In 1954, Jim Carney, an older brother to Bernie and Joe, died in a car accident. He had been helping his father run the business and the loss was hard on B.J. Carney, Bernie said. Soon, Bernie would move back to Terre Haute to help run the business after working at WFBM-TV (now WRTV, Channel 6) and Radio in Indianapolis as the sales and promotions manager. He and Joe Carney would continue to operate the business until the present.

Once back from Indianapolis, Bernie put his sales and promotions training to good work at Carney Tire Co., using advertising to help build on his father’s success. So effective was his advertising that in 1966, Carney Tire Co. won a Life Magazine national award for its local marketing and promotions. Bernie Carney’s radio and TV commercials remain on the air today and his voice is a familiar one to anyone who has grown up in the Wabash Valley.

The last move

In 1969, just a few years before B.J. Carney died at age 78, Carney Tire moved for the last time to its present location at 2131 Wabash Ave. By that time, Carney Tire Co. had become one of the state’s largest installers of shock absorbers and seatbelts, in addition to selling tires, gasoline and other automotive products.

“Advertising has been real good for us,” Bernie Carney said when asked the secret of the company’s success. The business has enjoyed loyal customers for years and continues to sell tires to people from all over the Wabash Valley, he said. Because of federal regulations requiring costly upgrades of underground fuel storage tanks, Carney Tire stopped selling gasoline in 1998, Bernie noted.

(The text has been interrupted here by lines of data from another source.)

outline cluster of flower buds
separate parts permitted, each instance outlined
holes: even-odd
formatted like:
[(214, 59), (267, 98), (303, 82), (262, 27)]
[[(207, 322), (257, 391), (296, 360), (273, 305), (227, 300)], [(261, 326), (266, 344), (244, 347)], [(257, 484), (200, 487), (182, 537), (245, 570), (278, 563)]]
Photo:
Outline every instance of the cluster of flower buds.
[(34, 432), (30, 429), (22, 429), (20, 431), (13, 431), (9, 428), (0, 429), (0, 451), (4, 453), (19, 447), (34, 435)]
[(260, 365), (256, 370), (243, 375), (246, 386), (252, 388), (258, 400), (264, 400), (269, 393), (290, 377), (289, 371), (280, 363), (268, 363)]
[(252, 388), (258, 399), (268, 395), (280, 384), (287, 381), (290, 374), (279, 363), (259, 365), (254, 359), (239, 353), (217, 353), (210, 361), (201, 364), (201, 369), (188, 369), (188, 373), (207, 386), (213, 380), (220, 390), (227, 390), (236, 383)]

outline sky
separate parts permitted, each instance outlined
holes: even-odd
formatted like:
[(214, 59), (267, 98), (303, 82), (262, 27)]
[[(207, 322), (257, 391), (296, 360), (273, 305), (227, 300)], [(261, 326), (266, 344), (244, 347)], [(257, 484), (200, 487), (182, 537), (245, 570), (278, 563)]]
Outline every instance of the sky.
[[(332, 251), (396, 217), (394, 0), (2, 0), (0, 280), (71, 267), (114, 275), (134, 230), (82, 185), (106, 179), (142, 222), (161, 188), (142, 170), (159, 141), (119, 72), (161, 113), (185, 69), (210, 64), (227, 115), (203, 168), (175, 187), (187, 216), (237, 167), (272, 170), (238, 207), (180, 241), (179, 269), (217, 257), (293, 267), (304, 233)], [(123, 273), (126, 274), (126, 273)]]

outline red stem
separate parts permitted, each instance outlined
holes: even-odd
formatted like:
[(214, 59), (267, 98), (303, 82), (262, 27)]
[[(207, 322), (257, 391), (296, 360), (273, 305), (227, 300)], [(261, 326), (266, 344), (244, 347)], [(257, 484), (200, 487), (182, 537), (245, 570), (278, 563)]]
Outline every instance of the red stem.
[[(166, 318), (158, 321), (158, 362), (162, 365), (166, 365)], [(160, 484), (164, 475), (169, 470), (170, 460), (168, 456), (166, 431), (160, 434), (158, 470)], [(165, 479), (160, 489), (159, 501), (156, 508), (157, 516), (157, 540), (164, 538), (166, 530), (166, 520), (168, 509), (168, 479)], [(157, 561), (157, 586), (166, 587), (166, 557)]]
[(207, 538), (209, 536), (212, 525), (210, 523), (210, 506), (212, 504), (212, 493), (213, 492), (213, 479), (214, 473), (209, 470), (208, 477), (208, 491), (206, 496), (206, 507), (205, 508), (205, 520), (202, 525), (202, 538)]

With the closing of Carney Tire, which is expected in August, the property on the southeast corner of Wabash and Monterey avenues will be available for a new owner. In addition to the building and land, all of the business’s equipment is now also for sale.

Carney Tire opened in Terre Haute the same year President Warren Harding died in office. And over the past 87 years, the tires they sold changed dramatically. In the early years, tires had inner tubes and often only lasted 10,000 miles. Today, tires tend to be much more expensive, are tubeless and can last up to 90,000 miles, Bernie said.

But some things haven’t changed. The inside of the building at 2131 Wabash Ave. still probably looks much like it did decades ago. The only computer in the business is part of the credit card machine, Bernie noted. The company’s cash register (or, more accurately, adding machine) at the main counter was purchased by the senior Carney from J.B. Pfister Co. of Terre Haute in 1923 “and it was used then,” Joe Carney said with a smile.

“It’s been wonderful,” Bernie Carney says of his decades of doing business in Terre Haute. Once retired, he’ll miss contact with the people his business has served, he said. Still, the time to close has finally arrived. After years of opening the business at 7:30 a.m., the Carneys are ready to call it quits.

“I’ll probably get used to sleeping in,” Bernie said.